According to Human Rights Watch, although the government is required to maintain a list of banned content, “for years the Ministry of Justice website created for this purpose did not include much of the material used to convict suspects under article 299-2 and, according to human rights defenders, remains incomplete.”
Kyrgyz authorities have banned 21 organizations as terrorist or extremist, including the Taliban and the Islamic State, as well as Hizb ut-Tahrir (HT) and others. The Ministry of Justice website lists 22 court decisions banning various material from the expected — websites for HT and other groups proscribed by the state — to materials many would not consider “extreme,” like a 2012 film called I am Gay and Muslim; a 2017 article published by Fergana News about social media, intolerance, and inter-ethnic tensions in Kyrgyzstan; and a 2012 report by Freedom House, the Norwegian Helsinki Committee, and the Memorial Human Rights Center chronicling the 2010 interethnic violence in southern Kyrgyzstan.
As Tayler noted in an interview, “In one of the most Orwellian aspects of this crackdown, some people were prosecuted for possessing material that wasn’t declared unlawful until they were arrested for possessing it.”
What does article 299-2 look like in practice? As the cases referenced in the Human Rights Watch report demonstrate, it’s messy.
For example, a man was convicted in 2017 of possessing extremist material. Police had raided his home and claimed to have found a magazine and a few pages from a banned Islamist group — the materials were several years old and the man wasn’t accused of disseminating the material. He claimed the material had been planted by the police but was sentenced to three years of detention.
In another case, in 2014 a 74-year-old man was convicted under article 299-2 for owning a book of Hizb ut-Tahrir writings. While on hajj, the man had been given the book — which was ornately decorated — as a gift. He brought it home and put it on display. The man was given a suspended sentence but had his pension payments frozen; he died a few months later.
Then there’s the case of Umar Farooq, an American journalist. In 2015 he was arrested and charged under article 299-2 while in southern Kyrgyzstan investigating interethnic tensions and the arrest of Rashod Kamalov, a prominent local Uzbek imam (Kamalov was also charged under article 299-2). Police said Farooq was in possession of discs containing Kamalov’s sermons; Farooq said the discs were planted by police. Farooq was deported after three days. (Full disclosure: Farooq has written for The Diplomat).
There are a myriad adjacent issues, from due process violations to accusations of torture.

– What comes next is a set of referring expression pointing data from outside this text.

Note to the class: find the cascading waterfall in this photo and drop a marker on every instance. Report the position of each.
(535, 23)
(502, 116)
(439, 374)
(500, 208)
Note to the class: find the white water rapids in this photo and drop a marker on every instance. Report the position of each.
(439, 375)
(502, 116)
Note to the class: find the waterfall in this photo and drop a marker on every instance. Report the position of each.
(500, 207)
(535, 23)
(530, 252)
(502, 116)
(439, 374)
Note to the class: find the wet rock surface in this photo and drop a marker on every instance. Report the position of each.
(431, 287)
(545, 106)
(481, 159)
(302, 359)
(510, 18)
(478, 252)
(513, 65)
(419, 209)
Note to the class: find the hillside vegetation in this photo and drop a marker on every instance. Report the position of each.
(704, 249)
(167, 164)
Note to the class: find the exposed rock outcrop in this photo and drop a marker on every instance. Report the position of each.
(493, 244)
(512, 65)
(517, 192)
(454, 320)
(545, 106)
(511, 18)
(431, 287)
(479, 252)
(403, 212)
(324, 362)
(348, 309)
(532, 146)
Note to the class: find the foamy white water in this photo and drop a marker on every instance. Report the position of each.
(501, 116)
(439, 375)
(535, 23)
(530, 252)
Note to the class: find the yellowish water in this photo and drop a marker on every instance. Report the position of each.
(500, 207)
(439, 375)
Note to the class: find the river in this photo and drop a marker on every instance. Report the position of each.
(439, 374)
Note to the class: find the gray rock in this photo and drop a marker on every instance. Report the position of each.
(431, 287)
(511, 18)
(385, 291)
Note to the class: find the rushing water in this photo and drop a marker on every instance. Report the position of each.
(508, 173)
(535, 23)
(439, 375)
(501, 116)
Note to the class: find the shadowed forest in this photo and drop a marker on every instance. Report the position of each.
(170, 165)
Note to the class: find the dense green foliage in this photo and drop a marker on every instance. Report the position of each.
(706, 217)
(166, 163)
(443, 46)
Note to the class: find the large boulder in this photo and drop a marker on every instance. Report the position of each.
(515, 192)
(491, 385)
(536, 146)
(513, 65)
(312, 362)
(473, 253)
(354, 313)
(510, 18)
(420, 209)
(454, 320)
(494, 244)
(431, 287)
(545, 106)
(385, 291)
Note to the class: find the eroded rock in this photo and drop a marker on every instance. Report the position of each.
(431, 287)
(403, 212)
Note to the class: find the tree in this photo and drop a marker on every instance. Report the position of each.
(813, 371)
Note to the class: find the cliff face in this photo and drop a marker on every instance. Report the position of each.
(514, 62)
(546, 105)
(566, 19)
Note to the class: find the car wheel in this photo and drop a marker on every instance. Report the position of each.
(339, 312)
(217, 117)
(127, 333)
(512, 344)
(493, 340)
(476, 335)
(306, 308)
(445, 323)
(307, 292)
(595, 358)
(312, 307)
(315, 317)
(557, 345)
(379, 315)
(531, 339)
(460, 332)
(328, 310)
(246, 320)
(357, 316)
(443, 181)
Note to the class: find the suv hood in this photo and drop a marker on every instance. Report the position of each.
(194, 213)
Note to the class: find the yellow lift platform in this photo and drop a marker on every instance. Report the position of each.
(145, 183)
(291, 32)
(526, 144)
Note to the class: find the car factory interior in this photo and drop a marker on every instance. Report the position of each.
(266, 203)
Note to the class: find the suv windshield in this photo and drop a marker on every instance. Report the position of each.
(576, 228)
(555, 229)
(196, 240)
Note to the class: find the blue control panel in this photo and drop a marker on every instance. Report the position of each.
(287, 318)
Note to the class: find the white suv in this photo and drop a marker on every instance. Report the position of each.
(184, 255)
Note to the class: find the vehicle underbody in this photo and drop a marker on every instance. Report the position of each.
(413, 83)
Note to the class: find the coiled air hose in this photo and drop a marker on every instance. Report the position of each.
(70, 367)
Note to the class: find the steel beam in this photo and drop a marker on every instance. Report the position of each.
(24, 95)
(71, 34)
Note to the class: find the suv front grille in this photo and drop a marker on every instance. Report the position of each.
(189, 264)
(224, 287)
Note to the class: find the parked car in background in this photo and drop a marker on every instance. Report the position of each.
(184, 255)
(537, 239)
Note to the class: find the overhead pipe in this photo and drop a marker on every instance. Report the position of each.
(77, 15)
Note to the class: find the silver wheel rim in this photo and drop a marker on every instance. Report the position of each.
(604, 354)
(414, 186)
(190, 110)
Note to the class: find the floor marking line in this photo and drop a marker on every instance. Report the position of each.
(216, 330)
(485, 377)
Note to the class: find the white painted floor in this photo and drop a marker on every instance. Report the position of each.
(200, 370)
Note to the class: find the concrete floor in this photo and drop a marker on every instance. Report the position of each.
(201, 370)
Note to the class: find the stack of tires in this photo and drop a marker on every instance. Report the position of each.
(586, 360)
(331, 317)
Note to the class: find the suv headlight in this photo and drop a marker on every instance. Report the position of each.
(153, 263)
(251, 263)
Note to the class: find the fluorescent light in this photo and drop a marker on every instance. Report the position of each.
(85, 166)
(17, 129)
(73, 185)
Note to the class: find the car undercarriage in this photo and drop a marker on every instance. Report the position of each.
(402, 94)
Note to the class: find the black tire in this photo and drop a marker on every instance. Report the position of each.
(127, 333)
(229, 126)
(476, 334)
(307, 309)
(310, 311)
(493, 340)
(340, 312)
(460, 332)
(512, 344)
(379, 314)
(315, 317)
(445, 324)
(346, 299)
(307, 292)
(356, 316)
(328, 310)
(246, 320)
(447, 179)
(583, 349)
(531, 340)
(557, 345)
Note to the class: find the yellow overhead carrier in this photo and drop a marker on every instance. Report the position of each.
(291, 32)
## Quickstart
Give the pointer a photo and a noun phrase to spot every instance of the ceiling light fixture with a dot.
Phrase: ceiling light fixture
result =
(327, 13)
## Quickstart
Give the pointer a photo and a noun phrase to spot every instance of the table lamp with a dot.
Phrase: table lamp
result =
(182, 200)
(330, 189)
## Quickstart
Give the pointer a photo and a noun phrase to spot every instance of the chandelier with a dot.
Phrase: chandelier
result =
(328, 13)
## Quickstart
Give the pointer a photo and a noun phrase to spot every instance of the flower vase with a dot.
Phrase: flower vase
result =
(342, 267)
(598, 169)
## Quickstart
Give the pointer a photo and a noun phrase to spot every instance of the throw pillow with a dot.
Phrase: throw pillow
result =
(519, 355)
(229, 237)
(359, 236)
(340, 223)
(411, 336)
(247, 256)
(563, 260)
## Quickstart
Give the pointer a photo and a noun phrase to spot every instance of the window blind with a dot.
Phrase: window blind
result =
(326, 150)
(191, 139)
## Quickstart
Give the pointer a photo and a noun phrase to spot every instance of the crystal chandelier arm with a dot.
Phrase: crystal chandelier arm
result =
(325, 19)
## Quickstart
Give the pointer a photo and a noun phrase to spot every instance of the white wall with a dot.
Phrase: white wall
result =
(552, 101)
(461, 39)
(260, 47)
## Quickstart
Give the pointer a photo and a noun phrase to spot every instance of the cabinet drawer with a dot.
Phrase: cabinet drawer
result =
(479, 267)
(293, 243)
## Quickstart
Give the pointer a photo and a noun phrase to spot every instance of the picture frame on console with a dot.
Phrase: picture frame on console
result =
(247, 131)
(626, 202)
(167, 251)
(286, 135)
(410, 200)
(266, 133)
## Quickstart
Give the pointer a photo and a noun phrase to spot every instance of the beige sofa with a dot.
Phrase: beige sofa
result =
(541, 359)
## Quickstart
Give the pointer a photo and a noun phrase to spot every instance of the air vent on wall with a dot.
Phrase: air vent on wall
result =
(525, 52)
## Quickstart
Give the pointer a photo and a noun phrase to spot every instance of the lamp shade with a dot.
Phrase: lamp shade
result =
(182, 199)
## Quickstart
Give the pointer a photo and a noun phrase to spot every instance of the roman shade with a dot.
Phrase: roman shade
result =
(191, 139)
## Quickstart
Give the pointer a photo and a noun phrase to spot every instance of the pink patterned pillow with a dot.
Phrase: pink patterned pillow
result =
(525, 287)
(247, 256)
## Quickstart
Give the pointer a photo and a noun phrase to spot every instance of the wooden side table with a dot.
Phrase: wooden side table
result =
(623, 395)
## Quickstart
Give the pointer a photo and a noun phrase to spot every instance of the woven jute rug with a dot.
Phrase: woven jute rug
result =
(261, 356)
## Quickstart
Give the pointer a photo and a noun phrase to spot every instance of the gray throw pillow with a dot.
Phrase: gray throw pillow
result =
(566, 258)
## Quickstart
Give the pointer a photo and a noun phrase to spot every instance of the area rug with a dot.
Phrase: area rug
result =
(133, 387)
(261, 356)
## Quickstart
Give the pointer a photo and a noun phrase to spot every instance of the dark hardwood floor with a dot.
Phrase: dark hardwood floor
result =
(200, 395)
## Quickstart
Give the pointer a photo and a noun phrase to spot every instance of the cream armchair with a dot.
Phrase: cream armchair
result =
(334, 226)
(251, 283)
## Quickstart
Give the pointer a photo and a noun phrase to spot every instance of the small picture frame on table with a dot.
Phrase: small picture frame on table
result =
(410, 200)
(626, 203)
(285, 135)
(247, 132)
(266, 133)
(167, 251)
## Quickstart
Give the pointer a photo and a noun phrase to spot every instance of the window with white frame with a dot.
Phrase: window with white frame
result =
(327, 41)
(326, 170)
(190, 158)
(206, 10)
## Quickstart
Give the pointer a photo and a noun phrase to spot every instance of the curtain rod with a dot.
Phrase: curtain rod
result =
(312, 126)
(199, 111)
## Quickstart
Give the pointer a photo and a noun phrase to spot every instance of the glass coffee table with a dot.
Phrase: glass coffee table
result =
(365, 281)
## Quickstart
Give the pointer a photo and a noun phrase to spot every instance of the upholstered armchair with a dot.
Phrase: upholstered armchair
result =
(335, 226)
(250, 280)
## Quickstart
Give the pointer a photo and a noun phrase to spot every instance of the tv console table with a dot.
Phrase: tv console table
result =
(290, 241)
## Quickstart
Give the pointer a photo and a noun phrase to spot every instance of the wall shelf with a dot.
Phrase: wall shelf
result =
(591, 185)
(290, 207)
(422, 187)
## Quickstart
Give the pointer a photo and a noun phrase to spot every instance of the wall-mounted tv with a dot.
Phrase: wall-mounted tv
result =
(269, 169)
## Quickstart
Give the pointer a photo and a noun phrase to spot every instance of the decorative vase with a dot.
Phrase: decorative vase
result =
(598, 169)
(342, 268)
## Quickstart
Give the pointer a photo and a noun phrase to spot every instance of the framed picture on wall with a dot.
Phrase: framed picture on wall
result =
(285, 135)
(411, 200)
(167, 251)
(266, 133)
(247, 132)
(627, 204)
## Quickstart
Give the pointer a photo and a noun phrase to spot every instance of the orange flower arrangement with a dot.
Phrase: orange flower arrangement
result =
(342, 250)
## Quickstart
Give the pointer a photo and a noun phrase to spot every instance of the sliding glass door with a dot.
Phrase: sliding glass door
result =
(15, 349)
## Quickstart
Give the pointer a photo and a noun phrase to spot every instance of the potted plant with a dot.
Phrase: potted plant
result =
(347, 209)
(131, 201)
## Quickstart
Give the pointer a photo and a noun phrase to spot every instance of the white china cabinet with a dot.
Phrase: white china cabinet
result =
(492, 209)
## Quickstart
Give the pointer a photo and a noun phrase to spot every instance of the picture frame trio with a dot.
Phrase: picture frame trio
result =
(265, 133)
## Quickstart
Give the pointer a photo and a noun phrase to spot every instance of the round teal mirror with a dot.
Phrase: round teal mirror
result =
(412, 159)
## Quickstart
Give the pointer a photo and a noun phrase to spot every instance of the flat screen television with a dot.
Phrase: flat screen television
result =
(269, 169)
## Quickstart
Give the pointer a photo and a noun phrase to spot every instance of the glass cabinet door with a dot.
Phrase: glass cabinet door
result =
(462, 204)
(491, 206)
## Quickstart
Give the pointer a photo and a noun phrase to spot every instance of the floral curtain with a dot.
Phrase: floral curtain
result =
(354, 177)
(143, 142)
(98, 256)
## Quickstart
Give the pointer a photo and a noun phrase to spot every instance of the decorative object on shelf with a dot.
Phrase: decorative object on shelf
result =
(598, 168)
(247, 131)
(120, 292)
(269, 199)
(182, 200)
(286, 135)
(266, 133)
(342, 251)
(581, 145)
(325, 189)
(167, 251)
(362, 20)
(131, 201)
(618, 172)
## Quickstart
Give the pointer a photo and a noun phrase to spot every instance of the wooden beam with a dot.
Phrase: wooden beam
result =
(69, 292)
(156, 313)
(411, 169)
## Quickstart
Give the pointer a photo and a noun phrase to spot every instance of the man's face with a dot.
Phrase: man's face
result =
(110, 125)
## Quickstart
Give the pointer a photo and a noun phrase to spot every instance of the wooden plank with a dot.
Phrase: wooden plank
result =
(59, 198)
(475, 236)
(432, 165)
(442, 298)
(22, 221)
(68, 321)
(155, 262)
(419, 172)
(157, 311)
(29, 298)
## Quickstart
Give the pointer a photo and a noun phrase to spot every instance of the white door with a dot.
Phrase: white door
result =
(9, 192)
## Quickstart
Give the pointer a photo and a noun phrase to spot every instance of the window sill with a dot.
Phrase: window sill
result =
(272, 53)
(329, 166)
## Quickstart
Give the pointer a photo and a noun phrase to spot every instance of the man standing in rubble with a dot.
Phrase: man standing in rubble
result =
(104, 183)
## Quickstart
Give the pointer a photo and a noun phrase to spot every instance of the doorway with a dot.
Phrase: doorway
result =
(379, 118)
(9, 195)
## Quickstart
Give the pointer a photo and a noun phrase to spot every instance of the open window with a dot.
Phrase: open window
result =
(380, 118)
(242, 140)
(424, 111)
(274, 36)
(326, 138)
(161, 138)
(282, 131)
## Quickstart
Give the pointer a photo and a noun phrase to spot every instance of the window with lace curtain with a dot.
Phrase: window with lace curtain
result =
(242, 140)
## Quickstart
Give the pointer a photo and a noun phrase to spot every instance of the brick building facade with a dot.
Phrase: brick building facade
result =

Perhaps most significantly, there may be an undercurrent of interethnic tensions that deserves greater research — research made more difficult by the ease with which article 299-2 can be abused. Farooq’s case is particularly illustrative in this regard.
As noted above, Kyrgyzstan is set to reform article 299-2, reintroducing the “intent” requirement. This, Tayler has said, is a good step but there are concerns that the government may not have the capacity to implement the reform as scheduled. Given that Kyrgyzstan — and the rest of Central Asia — does face legitimate terrorism risks, it’s important that laws intended for counterterror purposes don’t make the situation worse. As Tayler said in an interview, “counterterrorism measures that abuse people are not only unlawful, they’re counterproductive… They can alienate suspects and local communities, including potential allies.”